Performance optimizations for small files and case sensitive-option

classic Classic list List threaded Threaded
4 messages Options
Reply | Threaded
Open this post in threaded view
|

Performance optimizations for small files and case sensitive-option

Samba - General mailing list
Hello,

I am running a samba server on a SLES12SP3 machine smb version
4.6.9+git.59.c2cff9cea4c. The samba server offers only the smb service,
the file data are stored on separate NFS servers because files are
accesses by our users from either linux or windows systems. So a write
to this samba server always will read or write files from/to NFS servers.
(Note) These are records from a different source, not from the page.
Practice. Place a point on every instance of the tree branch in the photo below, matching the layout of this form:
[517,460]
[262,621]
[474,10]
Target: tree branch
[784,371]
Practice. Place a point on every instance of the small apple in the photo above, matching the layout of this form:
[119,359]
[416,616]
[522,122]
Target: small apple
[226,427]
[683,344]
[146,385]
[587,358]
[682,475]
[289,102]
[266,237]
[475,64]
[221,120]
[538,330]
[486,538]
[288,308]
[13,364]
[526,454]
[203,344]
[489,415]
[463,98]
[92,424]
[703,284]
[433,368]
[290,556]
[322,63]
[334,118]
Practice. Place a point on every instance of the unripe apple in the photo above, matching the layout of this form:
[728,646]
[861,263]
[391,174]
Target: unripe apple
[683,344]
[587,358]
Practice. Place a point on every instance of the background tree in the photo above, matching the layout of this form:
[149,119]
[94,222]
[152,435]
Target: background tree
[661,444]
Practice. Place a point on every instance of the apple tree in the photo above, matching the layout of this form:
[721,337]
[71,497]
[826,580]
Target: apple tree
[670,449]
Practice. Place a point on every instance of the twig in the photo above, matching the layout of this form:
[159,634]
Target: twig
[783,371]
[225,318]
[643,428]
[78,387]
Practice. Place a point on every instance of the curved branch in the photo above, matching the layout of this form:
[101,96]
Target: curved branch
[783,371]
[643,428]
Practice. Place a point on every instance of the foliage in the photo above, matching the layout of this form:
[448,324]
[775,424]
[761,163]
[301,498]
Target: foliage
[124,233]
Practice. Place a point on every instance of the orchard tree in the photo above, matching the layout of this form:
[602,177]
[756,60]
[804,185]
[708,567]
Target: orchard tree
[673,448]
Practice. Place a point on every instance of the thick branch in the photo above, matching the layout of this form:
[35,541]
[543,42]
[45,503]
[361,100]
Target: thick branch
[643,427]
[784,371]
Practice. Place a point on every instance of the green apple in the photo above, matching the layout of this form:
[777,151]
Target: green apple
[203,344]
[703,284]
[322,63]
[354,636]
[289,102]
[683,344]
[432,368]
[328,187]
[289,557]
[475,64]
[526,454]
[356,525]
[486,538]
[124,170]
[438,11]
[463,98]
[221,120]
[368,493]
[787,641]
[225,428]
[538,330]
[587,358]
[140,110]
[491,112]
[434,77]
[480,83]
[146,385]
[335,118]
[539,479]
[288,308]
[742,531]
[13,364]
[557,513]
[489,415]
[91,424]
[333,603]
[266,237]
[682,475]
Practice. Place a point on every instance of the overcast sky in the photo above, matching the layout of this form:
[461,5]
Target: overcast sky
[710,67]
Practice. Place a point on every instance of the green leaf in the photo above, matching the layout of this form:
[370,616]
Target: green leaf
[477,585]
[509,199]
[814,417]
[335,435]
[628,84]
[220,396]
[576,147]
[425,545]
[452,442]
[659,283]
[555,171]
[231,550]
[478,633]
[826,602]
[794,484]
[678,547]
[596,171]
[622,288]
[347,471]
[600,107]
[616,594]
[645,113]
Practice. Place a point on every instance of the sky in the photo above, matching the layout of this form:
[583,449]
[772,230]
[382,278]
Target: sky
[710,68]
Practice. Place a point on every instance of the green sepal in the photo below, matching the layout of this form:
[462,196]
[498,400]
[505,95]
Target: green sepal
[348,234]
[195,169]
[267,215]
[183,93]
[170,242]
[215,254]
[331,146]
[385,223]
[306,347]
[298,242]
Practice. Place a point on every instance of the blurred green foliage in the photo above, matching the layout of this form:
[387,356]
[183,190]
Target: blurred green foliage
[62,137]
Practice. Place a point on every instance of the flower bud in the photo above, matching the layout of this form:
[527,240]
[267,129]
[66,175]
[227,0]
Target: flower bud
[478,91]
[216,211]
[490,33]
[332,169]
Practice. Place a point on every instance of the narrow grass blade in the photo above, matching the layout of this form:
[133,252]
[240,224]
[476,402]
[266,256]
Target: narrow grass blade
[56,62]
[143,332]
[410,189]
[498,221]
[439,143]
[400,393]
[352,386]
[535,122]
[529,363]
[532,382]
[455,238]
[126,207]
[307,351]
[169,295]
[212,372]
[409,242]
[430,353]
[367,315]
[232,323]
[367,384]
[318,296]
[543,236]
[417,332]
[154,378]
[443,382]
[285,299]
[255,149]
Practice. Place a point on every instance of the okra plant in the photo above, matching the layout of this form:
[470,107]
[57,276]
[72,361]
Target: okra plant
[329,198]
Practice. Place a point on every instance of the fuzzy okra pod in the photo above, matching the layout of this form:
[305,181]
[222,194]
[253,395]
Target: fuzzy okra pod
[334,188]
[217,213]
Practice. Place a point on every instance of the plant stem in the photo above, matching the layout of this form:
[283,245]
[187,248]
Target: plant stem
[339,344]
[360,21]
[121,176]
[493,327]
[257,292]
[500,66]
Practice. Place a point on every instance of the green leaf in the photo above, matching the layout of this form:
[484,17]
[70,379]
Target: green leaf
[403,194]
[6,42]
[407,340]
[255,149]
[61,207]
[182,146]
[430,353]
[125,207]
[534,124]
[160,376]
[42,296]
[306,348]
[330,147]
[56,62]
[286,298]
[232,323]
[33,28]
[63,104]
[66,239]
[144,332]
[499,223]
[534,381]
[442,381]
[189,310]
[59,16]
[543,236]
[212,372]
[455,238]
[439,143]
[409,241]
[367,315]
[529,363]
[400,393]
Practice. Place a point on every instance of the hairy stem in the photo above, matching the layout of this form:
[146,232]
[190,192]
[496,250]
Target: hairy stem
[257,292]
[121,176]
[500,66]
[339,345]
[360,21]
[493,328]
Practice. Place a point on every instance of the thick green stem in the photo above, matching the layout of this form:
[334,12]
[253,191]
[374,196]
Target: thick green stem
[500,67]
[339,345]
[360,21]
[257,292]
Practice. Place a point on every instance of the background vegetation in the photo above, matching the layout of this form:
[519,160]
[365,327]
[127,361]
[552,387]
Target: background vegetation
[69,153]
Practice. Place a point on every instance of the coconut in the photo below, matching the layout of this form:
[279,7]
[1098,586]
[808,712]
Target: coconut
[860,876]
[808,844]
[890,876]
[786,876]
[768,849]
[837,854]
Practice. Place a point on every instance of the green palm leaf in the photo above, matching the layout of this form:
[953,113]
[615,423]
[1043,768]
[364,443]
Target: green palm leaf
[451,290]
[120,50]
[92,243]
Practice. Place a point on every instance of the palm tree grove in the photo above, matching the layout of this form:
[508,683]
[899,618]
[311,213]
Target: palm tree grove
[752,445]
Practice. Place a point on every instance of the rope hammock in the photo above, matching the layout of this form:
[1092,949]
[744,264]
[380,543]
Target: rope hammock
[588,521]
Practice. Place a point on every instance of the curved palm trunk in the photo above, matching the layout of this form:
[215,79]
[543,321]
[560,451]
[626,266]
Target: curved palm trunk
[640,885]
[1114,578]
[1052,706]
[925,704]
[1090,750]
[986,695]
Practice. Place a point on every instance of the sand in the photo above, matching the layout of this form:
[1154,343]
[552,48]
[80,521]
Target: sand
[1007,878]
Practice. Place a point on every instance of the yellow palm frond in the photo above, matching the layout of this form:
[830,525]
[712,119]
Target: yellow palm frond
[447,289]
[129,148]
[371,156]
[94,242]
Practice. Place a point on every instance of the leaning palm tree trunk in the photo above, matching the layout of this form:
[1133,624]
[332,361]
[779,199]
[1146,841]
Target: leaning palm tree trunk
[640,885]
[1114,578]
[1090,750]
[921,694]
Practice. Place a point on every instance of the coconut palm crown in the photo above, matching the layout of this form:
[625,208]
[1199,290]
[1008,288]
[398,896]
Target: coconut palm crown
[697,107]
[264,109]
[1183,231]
The problem is speed when many very small files are copied from windows.
I have a test directory of 70MB in size consisting of 5528 mostly very
small (<=70Kb) files. The directory is stored on a local disk on the
windows machine. "Copy via smb" below means, I copy the data from a
Windows 10 VM to a share connected on the smb server (which results in
writing the data on the NFS file servers). The time it takes to copy
this directory is as follows:

Copy testdir 70MB with 5500 single files via smb:   300 sec (5min)
Copy zip archive of testdir (1 file, 46MB) via smb:  ~2 sec
Copy this directory on smb server via NFS, cp -ar:   90 sec
Copy test dir via smb to local fs on smb server:     90 sec

I tried a lot to make the copy process of many small files faster and
finally came across the case sensitive option of samba:

Copy testdir 70MB with 5500 single files via smb:    180 sec (3min)
using "case sensitive= yes"

This is about 1/3 faster compared to the 300sec without the case
sensitive option. Unfortunately case sensitive files and windows leads
to strange effects that many users will not understand and thus is not a
real option for productive use (think of creating a file hellO.txt and
another hello.txt and a user deleting the only one he sees in explorer).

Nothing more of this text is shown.